O-phospho-L-tyrosine (P-Tyr) has been reported previously to inhibit growth of several cancer cell lines at mM concentrations. In the present study, we investigated the effect of this compound on tumor cells and normal cells in combination with radiation exposure. It could be demonstrated for the first time that P-Tyr at muM concentrations protects TP53 wild-type cells against ionizing radiation (SF4 minus BBI = 0.28, SF4 plus BBI = 0.45). On the contrary, human transformed or tumor cell lines characterized by mutated or functional inactivated TP53 were not altered or increased in their radiation sensitivity (SF4 minus BBI = 0.32, SF4 plus BBI = 0.22). Treatment of wild-type TP53 cells with P-Tyr induced stabilization of TP53 within 3 and 16 hours and a subsequent increase in CDKNIA expression after treatment. Consequently, a 16-hours pretreatment of cells with P-Tyr led to a significant radioprotective effect.
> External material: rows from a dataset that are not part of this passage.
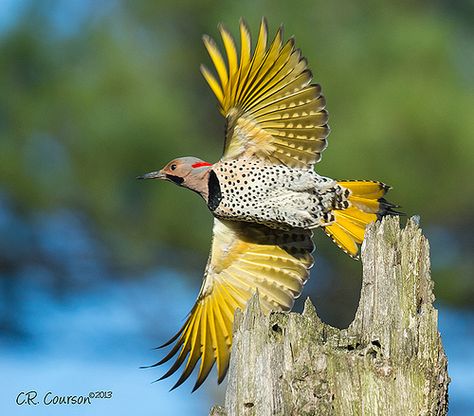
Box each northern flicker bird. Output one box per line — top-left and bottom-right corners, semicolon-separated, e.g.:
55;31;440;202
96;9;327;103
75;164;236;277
139;19;396;391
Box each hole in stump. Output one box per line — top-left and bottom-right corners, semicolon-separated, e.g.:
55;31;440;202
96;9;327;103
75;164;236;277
272;324;283;334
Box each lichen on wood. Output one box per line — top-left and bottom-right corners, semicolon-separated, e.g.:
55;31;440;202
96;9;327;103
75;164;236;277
210;218;449;416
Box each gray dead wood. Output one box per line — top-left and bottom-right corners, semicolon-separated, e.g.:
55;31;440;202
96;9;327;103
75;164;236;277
210;218;449;416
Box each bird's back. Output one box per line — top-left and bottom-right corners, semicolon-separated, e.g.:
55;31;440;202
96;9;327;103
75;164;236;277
209;159;338;229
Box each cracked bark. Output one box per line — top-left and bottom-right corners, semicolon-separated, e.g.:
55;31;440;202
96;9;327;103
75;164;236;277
210;218;449;416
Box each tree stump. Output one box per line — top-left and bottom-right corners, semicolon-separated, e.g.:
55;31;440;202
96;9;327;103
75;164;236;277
210;217;450;416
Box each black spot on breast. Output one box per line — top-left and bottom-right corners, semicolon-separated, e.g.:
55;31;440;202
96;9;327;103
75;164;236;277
207;170;222;211
166;174;184;185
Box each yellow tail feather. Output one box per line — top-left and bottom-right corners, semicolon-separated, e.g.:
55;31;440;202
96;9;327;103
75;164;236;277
324;181;400;258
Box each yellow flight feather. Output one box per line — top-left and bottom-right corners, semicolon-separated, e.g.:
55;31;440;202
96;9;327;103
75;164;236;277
157;219;313;390
201;19;329;168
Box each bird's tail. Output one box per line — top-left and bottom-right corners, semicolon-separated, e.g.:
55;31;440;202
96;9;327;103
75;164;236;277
323;181;401;258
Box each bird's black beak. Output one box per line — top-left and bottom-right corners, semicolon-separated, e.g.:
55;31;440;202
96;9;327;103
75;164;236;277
137;170;167;179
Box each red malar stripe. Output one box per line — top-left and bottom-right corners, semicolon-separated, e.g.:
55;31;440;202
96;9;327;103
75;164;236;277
191;162;212;168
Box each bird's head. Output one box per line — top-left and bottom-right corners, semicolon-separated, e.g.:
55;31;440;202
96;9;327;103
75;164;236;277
137;156;212;198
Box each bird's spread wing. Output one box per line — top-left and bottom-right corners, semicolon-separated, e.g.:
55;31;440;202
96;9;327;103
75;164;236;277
155;218;313;391
201;19;329;168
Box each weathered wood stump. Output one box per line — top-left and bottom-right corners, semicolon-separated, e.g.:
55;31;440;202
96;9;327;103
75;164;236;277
211;218;449;416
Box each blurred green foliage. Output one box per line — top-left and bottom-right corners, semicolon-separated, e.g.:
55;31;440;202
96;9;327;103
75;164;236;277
0;0;474;312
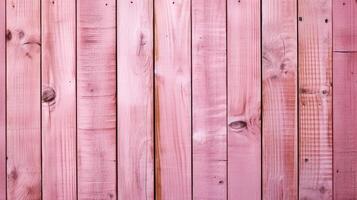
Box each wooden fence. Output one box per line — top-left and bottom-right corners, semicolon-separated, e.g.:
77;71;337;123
0;0;357;200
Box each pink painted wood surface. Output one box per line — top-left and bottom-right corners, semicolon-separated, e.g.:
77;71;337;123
192;0;227;199
298;0;333;199
0;1;6;200
333;0;357;51
117;0;154;199
333;53;357;199
155;0;192;200
42;0;77;200
262;0;298;200
77;0;116;199
6;0;41;199
227;0;261;200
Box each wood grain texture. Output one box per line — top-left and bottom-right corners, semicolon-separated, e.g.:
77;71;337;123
77;0;117;199
155;0;192;200
333;0;357;51
192;0;227;199
262;0;298;200
41;0;77;200
227;0;261;200
298;0;332;199
6;0;41;199
0;1;6;200
333;53;357;199
117;0;154;200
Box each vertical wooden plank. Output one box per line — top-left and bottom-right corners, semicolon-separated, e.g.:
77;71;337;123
155;0;191;199
42;0;77;199
192;0;227;199
227;0;261;200
0;1;6;200
77;0;116;199
262;0;298;200
333;53;357;199
333;0;357;199
117;0;154;199
298;0;332;199
6;0;41;199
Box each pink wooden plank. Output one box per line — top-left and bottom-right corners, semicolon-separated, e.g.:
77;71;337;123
42;0;77;200
298;0;332;199
0;1;6;200
262;0;298;200
192;0;227;199
155;0;192;200
117;0;154;199
77;0;116;199
227;0;261;200
333;0;357;51
333;53;357;199
6;0;41;199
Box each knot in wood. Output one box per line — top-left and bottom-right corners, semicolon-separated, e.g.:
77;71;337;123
42;87;56;103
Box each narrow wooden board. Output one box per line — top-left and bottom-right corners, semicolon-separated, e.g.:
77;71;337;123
41;0;77;200
0;1;6;200
77;0;117;199
262;0;298;200
333;53;357;199
333;0;357;199
154;0;192;200
117;0;154;199
333;0;357;51
298;0;332;199
6;0;41;199
192;0;227;199
227;0;261;200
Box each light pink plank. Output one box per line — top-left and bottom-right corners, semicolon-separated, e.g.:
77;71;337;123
117;0;154;199
298;0;332;199
0;1;6;200
333;53;357;200
262;0;298;200
227;0;261;200
42;0;77;200
192;0;227;199
77;0;117;199
6;0;41;199
333;0;357;51
155;0;191;200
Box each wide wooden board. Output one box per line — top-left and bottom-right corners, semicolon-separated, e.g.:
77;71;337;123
154;0;192;200
41;0;77;200
77;0;117;199
262;0;298;200
6;0;41;199
192;0;227;199
117;0;154;199
227;0;261;200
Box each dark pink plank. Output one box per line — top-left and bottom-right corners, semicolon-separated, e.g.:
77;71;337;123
227;0;261;200
192;0;227;199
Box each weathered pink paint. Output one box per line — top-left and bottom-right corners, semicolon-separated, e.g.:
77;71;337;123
41;0;77;200
192;0;227;199
117;0;154;200
77;0;116;199
227;0;261;200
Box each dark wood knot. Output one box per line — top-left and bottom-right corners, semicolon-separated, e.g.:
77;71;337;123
42;87;56;103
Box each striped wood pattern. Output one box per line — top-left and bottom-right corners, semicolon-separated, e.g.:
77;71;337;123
155;0;191;200
227;0;261;200
298;0;332;199
192;0;227;199
41;0;77;200
6;0;41;199
117;0;154;200
77;0;117;199
262;0;298;200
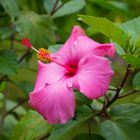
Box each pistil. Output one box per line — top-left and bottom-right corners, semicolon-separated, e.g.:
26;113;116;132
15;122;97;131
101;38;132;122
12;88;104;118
21;38;76;74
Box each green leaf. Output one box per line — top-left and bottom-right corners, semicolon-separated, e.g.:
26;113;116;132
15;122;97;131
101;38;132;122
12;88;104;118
0;27;15;39
100;103;140;140
72;134;105;140
79;15;127;47
53;0;86;18
134;36;140;57
11;111;52;140
48;44;62;53
123;54;140;68
15;12;55;48
49;106;93;140
0;0;19;18
74;91;90;105
0;50;18;75
44;0;62;14
93;0;131;14
121;16;140;36
2;115;17;140
101;118;140;140
109;103;140;120
114;43;125;55
133;72;140;90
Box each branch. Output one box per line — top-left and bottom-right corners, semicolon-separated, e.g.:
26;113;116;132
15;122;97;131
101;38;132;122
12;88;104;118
0;83;8;133
18;48;30;64
5;99;27;116
50;0;59;16
118;90;138;99
105;64;131;109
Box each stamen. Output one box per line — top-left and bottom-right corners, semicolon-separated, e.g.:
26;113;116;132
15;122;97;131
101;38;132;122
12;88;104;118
21;38;76;73
21;38;32;48
37;48;51;63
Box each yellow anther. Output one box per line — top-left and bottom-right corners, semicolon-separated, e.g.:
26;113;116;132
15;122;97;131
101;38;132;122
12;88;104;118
37;48;51;63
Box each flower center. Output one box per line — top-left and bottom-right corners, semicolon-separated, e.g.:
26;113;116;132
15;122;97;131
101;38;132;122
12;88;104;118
21;38;77;76
37;48;76;76
65;64;77;77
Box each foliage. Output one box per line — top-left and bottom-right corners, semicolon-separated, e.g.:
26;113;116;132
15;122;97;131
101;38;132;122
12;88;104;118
0;0;140;140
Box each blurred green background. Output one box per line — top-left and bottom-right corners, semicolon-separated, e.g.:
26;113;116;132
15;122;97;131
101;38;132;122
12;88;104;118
0;0;140;140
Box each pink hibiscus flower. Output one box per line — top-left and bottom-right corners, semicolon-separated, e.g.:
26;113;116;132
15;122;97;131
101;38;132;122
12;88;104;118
22;26;115;124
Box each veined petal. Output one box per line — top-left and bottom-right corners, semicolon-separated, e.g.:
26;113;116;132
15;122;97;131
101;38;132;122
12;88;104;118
75;55;113;99
29;79;75;124
57;26;115;64
34;61;65;91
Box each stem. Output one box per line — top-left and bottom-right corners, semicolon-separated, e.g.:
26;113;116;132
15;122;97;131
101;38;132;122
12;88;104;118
105;64;131;109
118;90;138;99
50;0;59;16
5;99;26;116
10;34;15;50
88;119;91;139
0;83;8;133
18;48;30;64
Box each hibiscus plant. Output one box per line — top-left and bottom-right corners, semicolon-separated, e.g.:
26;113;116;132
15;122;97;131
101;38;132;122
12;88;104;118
0;0;140;140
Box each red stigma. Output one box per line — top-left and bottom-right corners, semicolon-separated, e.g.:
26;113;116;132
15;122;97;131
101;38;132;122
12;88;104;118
21;38;32;48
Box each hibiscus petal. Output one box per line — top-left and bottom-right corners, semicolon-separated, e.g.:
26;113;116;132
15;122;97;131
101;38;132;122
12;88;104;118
34;61;65;91
29;80;75;124
75;55;113;99
57;26;115;64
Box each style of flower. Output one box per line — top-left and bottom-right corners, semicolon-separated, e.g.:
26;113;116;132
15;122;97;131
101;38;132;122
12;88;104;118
22;26;115;124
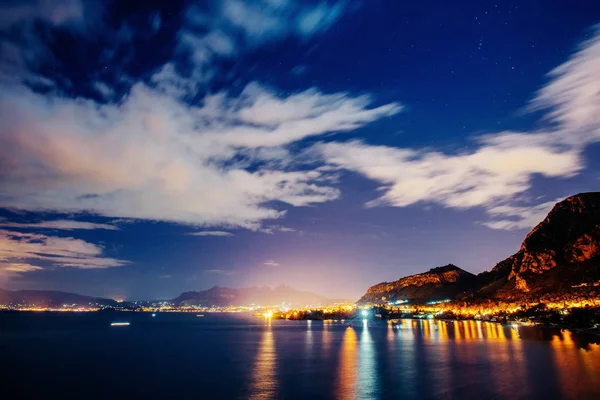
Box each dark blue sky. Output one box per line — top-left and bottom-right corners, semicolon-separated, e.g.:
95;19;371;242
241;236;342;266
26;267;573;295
0;0;600;299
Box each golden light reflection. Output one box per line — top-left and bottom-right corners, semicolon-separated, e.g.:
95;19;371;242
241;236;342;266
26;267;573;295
453;321;462;340
249;319;277;400
550;330;600;398
358;320;378;399
321;319;333;351
337;327;358;400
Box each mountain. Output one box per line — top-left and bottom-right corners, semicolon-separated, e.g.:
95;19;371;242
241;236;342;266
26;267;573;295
358;264;475;304
477;192;600;300
0;289;117;307
359;192;600;303
172;286;341;307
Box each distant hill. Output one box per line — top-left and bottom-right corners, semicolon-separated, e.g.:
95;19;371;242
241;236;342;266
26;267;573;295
0;289;117;307
358;264;475;304
359;192;600;303
172;286;343;307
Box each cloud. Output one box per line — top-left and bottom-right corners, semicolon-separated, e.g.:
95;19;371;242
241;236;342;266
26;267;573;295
0;0;84;29
298;3;345;36
177;0;347;81
312;28;600;229
482;198;564;230
204;269;234;276
0;230;128;276
263;260;280;267
188;231;233;236
0;0;102;83
315;132;583;208
0;219;119;231
0;79;400;229
530;25;600;138
0;0;394;234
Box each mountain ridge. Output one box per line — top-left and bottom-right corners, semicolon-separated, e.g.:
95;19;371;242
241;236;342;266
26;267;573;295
358;192;600;304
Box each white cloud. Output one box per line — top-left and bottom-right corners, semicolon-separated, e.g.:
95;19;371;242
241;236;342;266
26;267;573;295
313;26;600;229
178;0;347;79
531;25;600;138
0;0;84;29
298;3;345;35
263;260;281;267
0;219;119;231
482;198;564;230
0;230;128;278
188;231;233;236
315;133;582;208
204;269;234;276
0;78;399;229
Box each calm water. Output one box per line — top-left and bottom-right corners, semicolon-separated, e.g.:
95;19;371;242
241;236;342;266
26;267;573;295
0;313;600;400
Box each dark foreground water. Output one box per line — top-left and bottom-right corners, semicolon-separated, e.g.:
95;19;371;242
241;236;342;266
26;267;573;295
0;313;600;400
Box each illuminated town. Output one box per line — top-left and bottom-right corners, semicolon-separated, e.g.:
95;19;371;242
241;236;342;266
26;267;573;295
0;298;600;329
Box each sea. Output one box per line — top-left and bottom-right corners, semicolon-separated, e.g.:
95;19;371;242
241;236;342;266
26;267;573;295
0;312;600;400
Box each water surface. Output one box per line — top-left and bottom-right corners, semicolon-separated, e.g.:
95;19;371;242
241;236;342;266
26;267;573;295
0;313;600;400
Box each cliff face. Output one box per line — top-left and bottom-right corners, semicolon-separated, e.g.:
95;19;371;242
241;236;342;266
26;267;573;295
359;192;600;303
358;264;475;304
492;193;600;298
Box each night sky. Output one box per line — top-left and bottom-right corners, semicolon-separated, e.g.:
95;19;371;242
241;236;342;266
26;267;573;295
0;0;600;299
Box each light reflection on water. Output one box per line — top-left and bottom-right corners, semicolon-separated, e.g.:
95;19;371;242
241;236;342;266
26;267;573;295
249;319;277;400
0;314;600;400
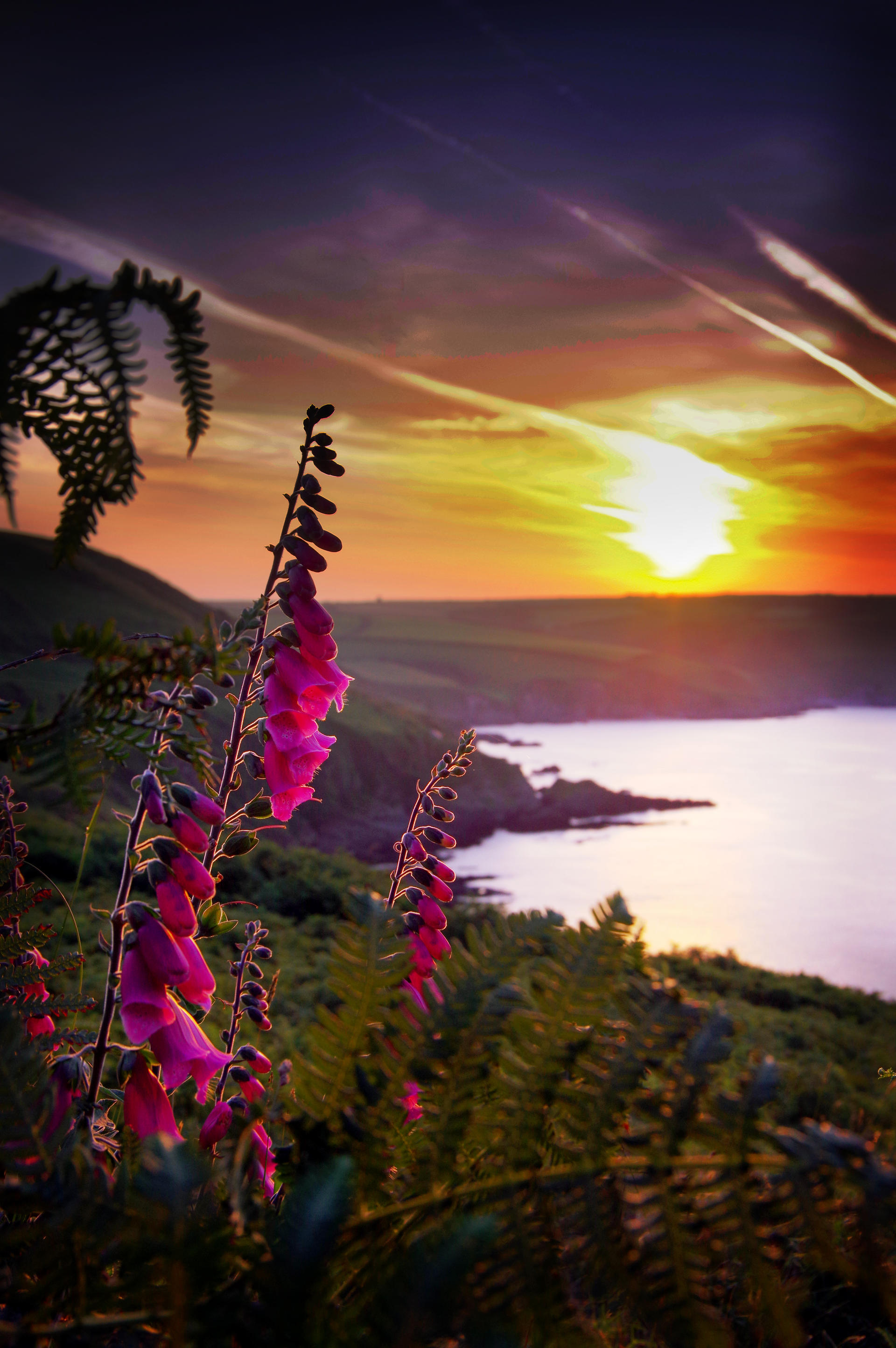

This was not observed in cell lines with mutated TP53, which shows no radioprotection by P-Tyr. Thus, the present data suggest that P-Tyr-mediated radioprotection is dependent on preirradiation stabilization of TP53. The results indicate that P-Tyr is a radioprotective agent that can potentially be very useful and easy to deliver for radiation protection in general and especially in radiation therapy of TP53-mutated tumors. (C) 2002 Wiley-Liss, Inc.